Checking the files shows that not only is file 89 non-existent, but file 88 got written but it's empty:
$ file file-88.txt file-88.txt: empty
This is the result of FFS2 not having a journal. Empty files or file corruption will occur almost every time with ordinary files even when you use fsync carefully. So that is something to be on the lookout for if you're using FFS2 and you have an issue.
FFS2 Postgresql
I have installed PostgreSQL and created the database. Let's test.
$ php-8.3 php-insert-into-postgresql.php
Cutting power at loop 48, dmesg says:
/bsd: ahci0: stopping the port, softreset slot 31 was still active. /bsd: ahci0: failed to reset port during timeout handling, disabling it
As before I have to manually hard reset the machine.
This prevents PostgreSQL from the panic. However, after having rebooted the machine and cleaned the disk with fsck, PostgreSQL is up and running again and the database has not been corrupted.
I did not manage to create an incident in which rows were missing data.
FFS2 MariaDB
Same as before.
$ php-8.3 php-insert-into-mariadb.php
Again the processes hangs, the machine needs to be rebooted and eventually hard reset.
/bsd: ahci0: stopping the port, softreset slot 31 was still active. /bsd: ahci0: failed to reset port during timeout handling, disabling it
As with PostgreSQL, MariaDB did not panic. However, after having rebooted the machine and cleaned the disk with fsck, MariaDB is up and running again and the database has not been corrupted.
I did not manage to create an incident in which rows were missing data.
FFS2 Conclusions
OpenBSD's filesystem FFS2 is an improved version of the FFS filesystem shipped with BSD 4.4.
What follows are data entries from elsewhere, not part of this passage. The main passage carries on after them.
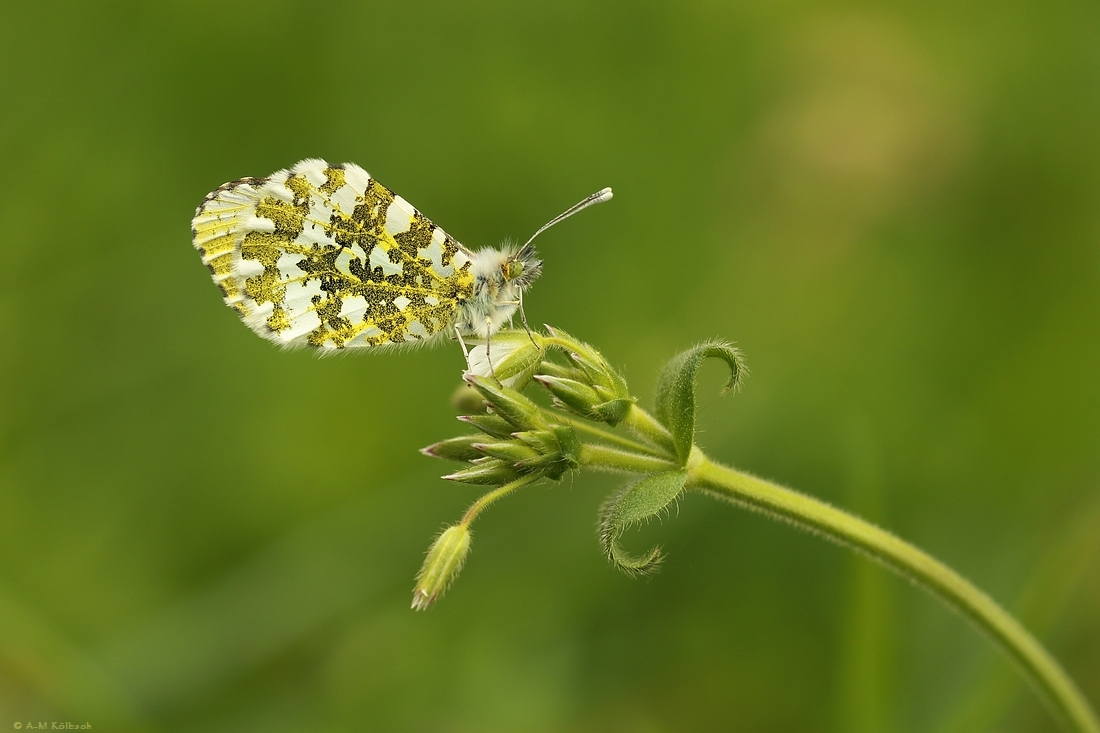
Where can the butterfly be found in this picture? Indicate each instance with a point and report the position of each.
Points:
(323, 255)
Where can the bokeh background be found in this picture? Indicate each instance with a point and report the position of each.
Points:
(891, 207)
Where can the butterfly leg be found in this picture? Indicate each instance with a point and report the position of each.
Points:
(488, 341)
(465, 351)
(523, 317)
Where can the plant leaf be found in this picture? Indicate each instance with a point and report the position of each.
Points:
(675, 390)
(636, 503)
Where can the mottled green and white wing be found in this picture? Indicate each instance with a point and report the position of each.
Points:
(327, 256)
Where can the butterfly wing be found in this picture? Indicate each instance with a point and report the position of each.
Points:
(325, 255)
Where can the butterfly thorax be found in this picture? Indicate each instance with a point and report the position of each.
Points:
(501, 275)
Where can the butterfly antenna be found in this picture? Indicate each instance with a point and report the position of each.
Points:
(598, 197)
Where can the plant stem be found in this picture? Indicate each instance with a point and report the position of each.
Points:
(614, 438)
(816, 516)
(607, 458)
(646, 425)
(485, 500)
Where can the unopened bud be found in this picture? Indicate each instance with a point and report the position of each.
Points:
(507, 403)
(506, 450)
(485, 472)
(441, 566)
(455, 449)
(570, 393)
(490, 425)
(515, 356)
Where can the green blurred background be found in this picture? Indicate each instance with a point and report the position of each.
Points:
(891, 207)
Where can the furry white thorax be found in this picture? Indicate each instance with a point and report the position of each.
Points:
(497, 288)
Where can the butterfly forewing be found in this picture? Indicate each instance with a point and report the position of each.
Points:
(327, 256)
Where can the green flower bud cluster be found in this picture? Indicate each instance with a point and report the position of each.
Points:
(520, 441)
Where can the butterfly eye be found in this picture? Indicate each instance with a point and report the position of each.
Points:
(513, 269)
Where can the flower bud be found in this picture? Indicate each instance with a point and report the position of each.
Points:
(455, 449)
(571, 394)
(515, 356)
(490, 425)
(485, 471)
(506, 450)
(507, 403)
(441, 566)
FFS2 is faster than its predecessor FFS when creating the filesystem, as well as analyzing it with fsck. FFS2 uses 64-bit timestamps and block numbers; so it is not subject to the Y2038 bug. FFS2 supports very large partitions (>= 1TB, since 4.2). FFS is designed to be fast, reliable, and able to handle the most common situations effectively while still supporting weird configurations. By default, OpenBSD tunes FFS for general use, but you can optimize it to fit your needs—whether you need to hold trillions of tiny files or a half dozen 30GB files. You don't need to know much about FFS internals, but you should at least understand blocks, fragments, and inodes.
It is worth also noting that fsck can take a long time to repair big disks.
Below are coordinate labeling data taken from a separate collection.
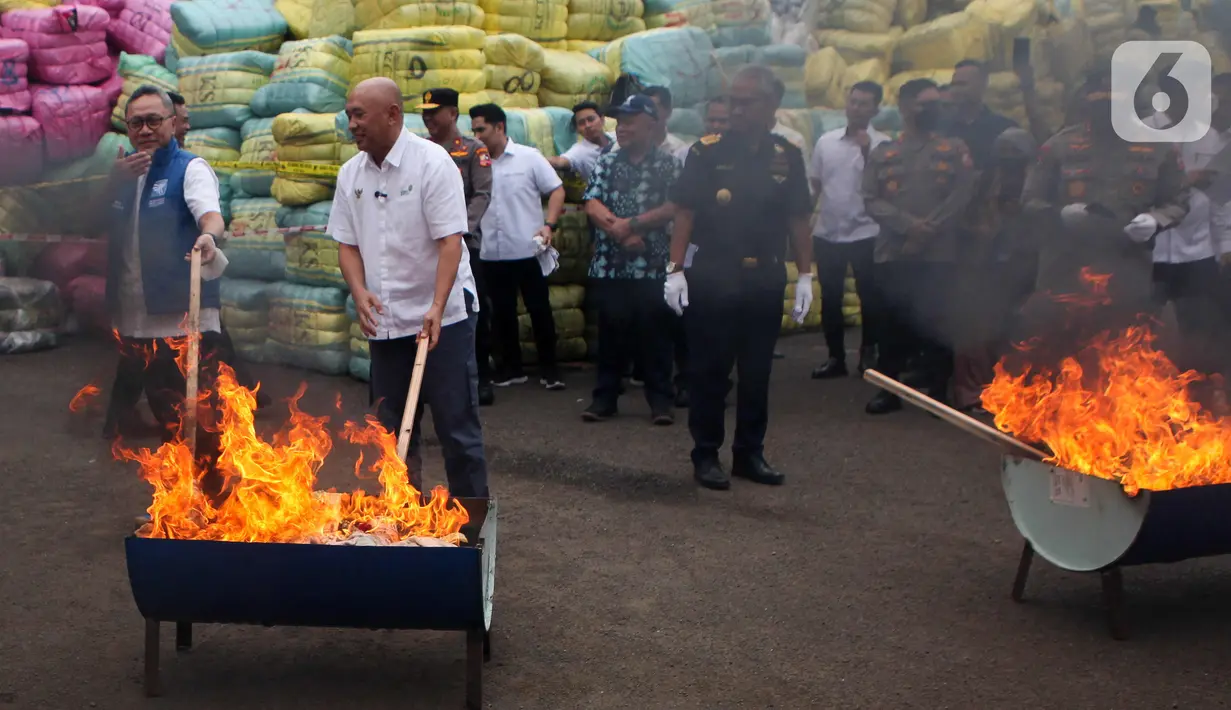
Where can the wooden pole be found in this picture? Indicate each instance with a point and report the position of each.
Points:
(416, 383)
(953, 416)
(192, 368)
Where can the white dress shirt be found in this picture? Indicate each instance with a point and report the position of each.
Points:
(394, 213)
(201, 193)
(837, 164)
(520, 180)
(1203, 233)
(584, 155)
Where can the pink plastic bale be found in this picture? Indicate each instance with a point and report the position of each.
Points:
(73, 117)
(21, 144)
(143, 27)
(14, 89)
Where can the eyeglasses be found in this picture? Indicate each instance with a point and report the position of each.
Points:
(154, 122)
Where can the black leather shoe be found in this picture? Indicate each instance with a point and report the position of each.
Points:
(710, 475)
(832, 368)
(757, 470)
(867, 359)
(883, 404)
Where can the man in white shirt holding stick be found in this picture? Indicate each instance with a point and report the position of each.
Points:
(399, 215)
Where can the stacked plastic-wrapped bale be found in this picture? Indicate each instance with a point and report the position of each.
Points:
(544, 21)
(360, 366)
(698, 14)
(570, 324)
(309, 327)
(217, 145)
(741, 22)
(570, 78)
(595, 22)
(223, 26)
(139, 70)
(405, 14)
(678, 58)
(513, 65)
(21, 137)
(246, 314)
(425, 58)
(309, 74)
(313, 19)
(143, 27)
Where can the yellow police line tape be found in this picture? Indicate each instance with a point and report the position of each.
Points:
(80, 239)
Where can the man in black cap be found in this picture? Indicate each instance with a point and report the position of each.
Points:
(440, 110)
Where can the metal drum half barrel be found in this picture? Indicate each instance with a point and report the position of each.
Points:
(1085, 523)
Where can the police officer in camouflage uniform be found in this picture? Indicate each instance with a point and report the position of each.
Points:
(1098, 202)
(440, 110)
(917, 188)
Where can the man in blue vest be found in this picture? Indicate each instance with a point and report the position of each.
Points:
(165, 204)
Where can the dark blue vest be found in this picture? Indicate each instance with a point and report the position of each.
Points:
(166, 234)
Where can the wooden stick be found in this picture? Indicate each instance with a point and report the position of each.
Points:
(416, 383)
(192, 369)
(953, 416)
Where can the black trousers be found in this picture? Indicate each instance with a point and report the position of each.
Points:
(831, 266)
(148, 364)
(451, 389)
(730, 326)
(915, 319)
(634, 325)
(1193, 288)
(483, 329)
(505, 281)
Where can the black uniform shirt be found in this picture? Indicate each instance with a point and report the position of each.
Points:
(742, 202)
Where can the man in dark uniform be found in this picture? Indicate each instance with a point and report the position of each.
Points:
(739, 193)
(917, 188)
(440, 110)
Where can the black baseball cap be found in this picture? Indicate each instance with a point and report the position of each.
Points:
(438, 99)
(634, 105)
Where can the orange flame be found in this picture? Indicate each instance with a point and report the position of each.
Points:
(84, 398)
(272, 495)
(1117, 409)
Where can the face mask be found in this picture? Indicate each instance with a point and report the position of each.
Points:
(927, 117)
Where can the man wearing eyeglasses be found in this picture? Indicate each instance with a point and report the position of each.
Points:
(165, 206)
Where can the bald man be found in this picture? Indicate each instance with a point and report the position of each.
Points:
(399, 217)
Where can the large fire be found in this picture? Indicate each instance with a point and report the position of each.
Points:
(270, 485)
(1117, 409)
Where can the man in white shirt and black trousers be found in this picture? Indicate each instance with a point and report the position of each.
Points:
(513, 234)
(399, 217)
Now, while it can look like FFS2 is "bad" compared to e.g. ext4 and XFS from Linux, it's important to note that FFS2 does not have a filesystem journal. Despite that, it is very robust and as I have mentioned, I have experienced a few power outages over the years while running different OpenBSD machines without ever loosing any data or having OpenBSD not being able to boot.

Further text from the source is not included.